A 37 year old woman, gravida 3, para 1-0-1-1, had a pregnancy achieved with in vitro fertilization because of premature ovarian failure. Her medical history included a spontaneous miscarriage nine years prior and a delivery by cesarean section at term seven years prior. She declined genetic testing for advanced maternal age because it was a premium pregnancy. At 35 weeks and 2 days of gestation, she developed spontaneous rupture of membranes. There was further leaking and the woman presented to a major medical center. A group B strep test was performed. Ultrasound suggested an estimated fetal weight of 2383 grams. Records indicated consideration of induction the next morning. The woman opted to transfer to the medical center of her obstetrical care providers.
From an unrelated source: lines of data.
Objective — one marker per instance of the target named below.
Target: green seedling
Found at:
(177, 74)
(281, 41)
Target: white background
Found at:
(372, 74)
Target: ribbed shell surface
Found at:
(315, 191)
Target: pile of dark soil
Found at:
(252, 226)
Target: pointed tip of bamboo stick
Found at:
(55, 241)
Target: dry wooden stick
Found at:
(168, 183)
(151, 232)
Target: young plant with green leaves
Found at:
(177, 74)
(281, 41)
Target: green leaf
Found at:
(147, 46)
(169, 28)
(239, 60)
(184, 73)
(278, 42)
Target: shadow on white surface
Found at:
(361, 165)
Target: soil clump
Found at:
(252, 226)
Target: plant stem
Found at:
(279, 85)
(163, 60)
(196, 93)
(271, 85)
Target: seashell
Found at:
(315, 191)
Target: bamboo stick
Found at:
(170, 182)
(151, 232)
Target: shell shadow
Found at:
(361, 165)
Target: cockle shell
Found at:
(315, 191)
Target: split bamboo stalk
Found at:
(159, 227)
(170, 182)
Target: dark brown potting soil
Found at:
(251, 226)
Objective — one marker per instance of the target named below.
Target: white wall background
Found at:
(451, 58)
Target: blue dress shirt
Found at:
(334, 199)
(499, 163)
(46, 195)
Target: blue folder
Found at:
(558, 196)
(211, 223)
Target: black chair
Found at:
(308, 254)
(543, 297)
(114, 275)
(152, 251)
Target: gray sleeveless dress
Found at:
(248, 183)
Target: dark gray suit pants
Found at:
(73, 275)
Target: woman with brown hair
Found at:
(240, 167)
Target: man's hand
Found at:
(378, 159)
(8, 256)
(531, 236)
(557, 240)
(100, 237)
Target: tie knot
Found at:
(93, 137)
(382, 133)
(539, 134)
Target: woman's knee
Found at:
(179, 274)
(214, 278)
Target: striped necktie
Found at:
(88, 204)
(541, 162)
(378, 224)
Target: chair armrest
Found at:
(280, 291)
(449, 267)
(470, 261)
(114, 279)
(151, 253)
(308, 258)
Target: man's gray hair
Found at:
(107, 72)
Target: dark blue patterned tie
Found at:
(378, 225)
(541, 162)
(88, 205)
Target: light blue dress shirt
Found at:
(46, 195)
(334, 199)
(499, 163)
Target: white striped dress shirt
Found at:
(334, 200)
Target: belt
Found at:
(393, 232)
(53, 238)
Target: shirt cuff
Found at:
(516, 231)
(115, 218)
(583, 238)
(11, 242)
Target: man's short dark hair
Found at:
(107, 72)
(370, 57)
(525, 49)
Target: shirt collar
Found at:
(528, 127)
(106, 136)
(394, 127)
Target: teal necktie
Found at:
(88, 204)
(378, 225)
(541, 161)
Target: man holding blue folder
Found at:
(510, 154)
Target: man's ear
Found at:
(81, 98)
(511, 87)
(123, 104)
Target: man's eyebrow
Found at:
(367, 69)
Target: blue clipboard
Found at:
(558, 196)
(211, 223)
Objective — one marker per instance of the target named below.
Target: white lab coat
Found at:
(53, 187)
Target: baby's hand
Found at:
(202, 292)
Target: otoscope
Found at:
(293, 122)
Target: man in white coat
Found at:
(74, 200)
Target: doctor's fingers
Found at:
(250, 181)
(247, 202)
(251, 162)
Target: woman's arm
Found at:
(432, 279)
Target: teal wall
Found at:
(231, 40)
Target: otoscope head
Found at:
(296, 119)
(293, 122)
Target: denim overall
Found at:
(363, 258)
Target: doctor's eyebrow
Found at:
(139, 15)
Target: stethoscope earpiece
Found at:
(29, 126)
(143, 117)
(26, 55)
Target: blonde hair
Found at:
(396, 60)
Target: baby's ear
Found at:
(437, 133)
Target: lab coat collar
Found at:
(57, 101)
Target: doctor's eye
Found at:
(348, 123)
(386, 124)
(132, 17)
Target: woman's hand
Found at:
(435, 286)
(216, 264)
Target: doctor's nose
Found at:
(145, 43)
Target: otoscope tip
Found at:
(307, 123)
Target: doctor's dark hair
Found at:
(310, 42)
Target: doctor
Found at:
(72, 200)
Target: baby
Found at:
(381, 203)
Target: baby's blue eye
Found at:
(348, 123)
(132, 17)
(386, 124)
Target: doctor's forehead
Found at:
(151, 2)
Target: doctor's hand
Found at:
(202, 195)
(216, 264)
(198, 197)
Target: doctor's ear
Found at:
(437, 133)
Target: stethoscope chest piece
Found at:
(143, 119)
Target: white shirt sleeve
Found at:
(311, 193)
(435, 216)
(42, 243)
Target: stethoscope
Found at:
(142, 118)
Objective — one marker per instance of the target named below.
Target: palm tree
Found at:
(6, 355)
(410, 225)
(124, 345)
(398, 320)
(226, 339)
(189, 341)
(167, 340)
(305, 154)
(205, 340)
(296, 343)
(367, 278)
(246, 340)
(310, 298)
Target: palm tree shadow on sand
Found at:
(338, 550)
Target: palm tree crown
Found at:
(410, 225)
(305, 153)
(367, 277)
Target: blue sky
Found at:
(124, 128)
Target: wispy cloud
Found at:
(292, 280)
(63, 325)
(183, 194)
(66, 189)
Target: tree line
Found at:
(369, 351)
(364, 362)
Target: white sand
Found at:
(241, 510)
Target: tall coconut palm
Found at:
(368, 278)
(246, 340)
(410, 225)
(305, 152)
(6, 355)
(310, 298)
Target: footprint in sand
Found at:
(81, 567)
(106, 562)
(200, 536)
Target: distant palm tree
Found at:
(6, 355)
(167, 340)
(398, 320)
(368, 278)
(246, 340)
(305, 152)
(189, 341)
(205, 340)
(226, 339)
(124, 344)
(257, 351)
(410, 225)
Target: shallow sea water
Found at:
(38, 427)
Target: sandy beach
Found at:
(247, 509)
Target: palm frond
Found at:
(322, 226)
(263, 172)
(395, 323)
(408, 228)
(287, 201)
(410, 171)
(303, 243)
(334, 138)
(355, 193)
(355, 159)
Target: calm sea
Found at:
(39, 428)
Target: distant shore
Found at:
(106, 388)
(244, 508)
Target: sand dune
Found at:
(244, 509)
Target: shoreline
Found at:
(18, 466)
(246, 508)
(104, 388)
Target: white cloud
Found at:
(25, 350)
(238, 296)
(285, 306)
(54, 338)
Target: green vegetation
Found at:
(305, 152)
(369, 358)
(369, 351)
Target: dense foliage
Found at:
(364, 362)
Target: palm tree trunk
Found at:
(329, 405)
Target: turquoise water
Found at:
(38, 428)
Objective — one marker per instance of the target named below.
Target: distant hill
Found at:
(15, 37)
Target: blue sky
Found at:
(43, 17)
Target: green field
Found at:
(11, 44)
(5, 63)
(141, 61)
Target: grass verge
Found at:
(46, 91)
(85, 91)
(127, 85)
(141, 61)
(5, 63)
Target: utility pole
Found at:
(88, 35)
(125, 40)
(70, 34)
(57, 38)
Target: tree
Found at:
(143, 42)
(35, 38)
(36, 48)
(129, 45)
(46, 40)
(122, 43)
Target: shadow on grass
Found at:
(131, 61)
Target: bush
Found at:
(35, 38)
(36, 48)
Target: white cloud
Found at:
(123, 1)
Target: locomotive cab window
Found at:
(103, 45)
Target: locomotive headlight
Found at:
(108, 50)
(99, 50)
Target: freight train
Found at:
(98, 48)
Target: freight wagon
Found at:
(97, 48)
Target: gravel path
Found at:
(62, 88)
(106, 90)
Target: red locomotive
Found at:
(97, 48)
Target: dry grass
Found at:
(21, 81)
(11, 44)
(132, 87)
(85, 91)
Another group B strep test was performed. An ultrasound showed an amniotic fluid index of 12 cm. The woman had conservative management for the next five days, when her strep culture returned "abundant GBS." She was started on ampicillin. That night she started a fever and was diagnosed with chorioamnionitis. Induction of labor followed. At 0130 a note described decelerations; she was 1 to 2 cm in cervical dilation. At 0420 and at 0600 she was still at 2 cm. Rapid progress ensued and the woman had a forceps delivery of a 6-pound infant with Apgars of 3 and 6. A medQuest maternal-fetal specialist opined the care rendered was negligent in two areas. First, the conservative management at the woman's advanced gestational age was inappropriate. For women who have preterm (less than 37 weeks) premature rupture of membranes, management depends on the gestational age. At 34 or more weeks, standard of care is to induce labor, because the chance of the baby having complications on the inside is greater than on the outside. Secondly, the group B strep prophylaxis was mismanaged. There was a failure to contact the major medical center for results of its culture reports, as well as a failure to check the regional center's own reports on a daily basis. Antibiotics should have been given much earlier. The negligence directly resulted in the baby's severe injuries.